Recently Issued Accounting Standards
In February 2016, the Financial Accounting Standards Board (‘‘FASB’’) issued Accounting Standards Update (‘‘ASU’’) 2016-02, ‘‘Leases’’ (“ASU 2016-02”). ASU 2016-02 amended the accounting standards for lease accounting, including requiring lessees to recognize most leases on their balance sheets and making targeted changes to lessor accounting. ASU 2016-02 became effective for annual periods beginning after December 15, 2018, interim periods within those years, and required a modified retrospective transition approach for all leases existing at the date of initial application, with an option to use certain practical expedients for those existing leases. Upon adoption of ASU 2016-02 effective January 1, 2019, we elected the practical expedient for all leases with respect to lease identification, lease classification, and initial direct costs. We made a policy election not to separate lease and nonlease components and have accounted for each lease component and the related nonlease components together as a single component. There were no significant changes to our lessor accounting for operating leases as a result of ASU 2016-02.
We lease Shopping Centers and Mixed-Use Properties to lessees in exchange for monthly payments that cover rent, and, where applicable, reimbursement for property taxes, insurance, and certain property operating expenses. Our leases have been determined to be operating leases and generally range in term from one to 15 years.
Some of our leases have termination options and/or extension options. Termination options allow the lessee and/or lessor to terminate the lease prior to the end of the lease term, provided certain conditions are met. Termination options generally require advance notification from the lessee and/or lessor and payment of a termination fee. Termination fees are recognized as revenue over the modified lease term. Extension options are subject to terms and conditions stated in the lease.
On January 1, 2019, a right of use asset and corresponding lease liability related to our headquarters lease were recorded in other assets and other liabilities, respectively. The lease expires on February 28, 2022, with one option to renew for an additional five years. The right of use asset and corresponding lease liability totaled $1.1 million and $1.1 million, respectively, at September 30, 2020.

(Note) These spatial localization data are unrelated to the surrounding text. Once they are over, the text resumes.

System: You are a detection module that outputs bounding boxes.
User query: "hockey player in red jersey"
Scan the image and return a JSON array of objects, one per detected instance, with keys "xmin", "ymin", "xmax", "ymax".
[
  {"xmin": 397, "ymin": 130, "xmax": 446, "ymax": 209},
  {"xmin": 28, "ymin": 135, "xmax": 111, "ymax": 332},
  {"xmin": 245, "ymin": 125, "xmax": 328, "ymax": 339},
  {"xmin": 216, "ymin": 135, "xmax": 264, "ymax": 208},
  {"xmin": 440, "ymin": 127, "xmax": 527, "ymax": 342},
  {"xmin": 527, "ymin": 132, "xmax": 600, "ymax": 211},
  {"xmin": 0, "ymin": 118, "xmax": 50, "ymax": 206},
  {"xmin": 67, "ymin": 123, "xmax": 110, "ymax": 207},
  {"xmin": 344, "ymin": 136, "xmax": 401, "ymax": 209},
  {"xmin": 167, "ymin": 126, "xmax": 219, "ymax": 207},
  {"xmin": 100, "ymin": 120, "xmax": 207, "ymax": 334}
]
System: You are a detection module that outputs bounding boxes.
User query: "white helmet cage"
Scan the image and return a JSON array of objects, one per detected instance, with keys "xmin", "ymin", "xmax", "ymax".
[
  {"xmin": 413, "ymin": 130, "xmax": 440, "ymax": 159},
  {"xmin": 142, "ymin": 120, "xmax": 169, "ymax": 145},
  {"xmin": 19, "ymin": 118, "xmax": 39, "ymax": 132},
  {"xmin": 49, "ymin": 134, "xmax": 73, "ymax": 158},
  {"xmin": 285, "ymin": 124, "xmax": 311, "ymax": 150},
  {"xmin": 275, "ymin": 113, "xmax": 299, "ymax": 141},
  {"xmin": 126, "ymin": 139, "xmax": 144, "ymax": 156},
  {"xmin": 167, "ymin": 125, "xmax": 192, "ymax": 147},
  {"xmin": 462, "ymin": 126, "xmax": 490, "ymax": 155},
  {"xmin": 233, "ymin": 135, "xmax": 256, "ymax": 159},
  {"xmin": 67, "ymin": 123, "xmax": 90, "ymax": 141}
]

Due to the business disruptions and challenges severely affecting the global economy caused by the novel strain of coronavirus (“COVID-19”) pandemic, many lessees have requested rent relief, including rent deferrals and other lease concessions. The lease modification guidance in ASU 2016-02 does not contemplate the rapid execution of concessions for multiple tenants in response to sudden liquidity constraints of lessees. In April 2020, the FASB staff issued a question and answer document that provided guidance allowing the Company to elect to either apply the lease modification accounting framework or not, with such election applied consistently to leases with similar characteristics and similar circumstances. The Company has elected to apply such relief, which, in the case of rent deferrals, results in the accrual of rent due from tenants and defers the payment of that rent to a future date, and will monitor the collectability of rent receivables.
In June 2016, the FASB issued ASU 2016-13, "Financial Instruments-Credit Losses" ("ASU 2016-13"). ASU 2016-13 replaces the incurred loss impairment methodology with a methodology that reflects expected credit losses and requires consideration of a broader range of information to support credit loss estimates. ASU 2016-13 is effective for annual periods beginning after December 15, 2019, including interim periods within those years. The adoption of ASU 2016-13 effective January 1, 2020, did not have a material impact on our consolidated financial statements and related disclosures because the vast majority of the Company's receivables relate to operating leases which are accounted for under ASC 842, "Leases."
Reclassifications
Certain reclassifications have been made to the prior year financial statements to conform to the presentation used for the nine months ended September 30, 2020.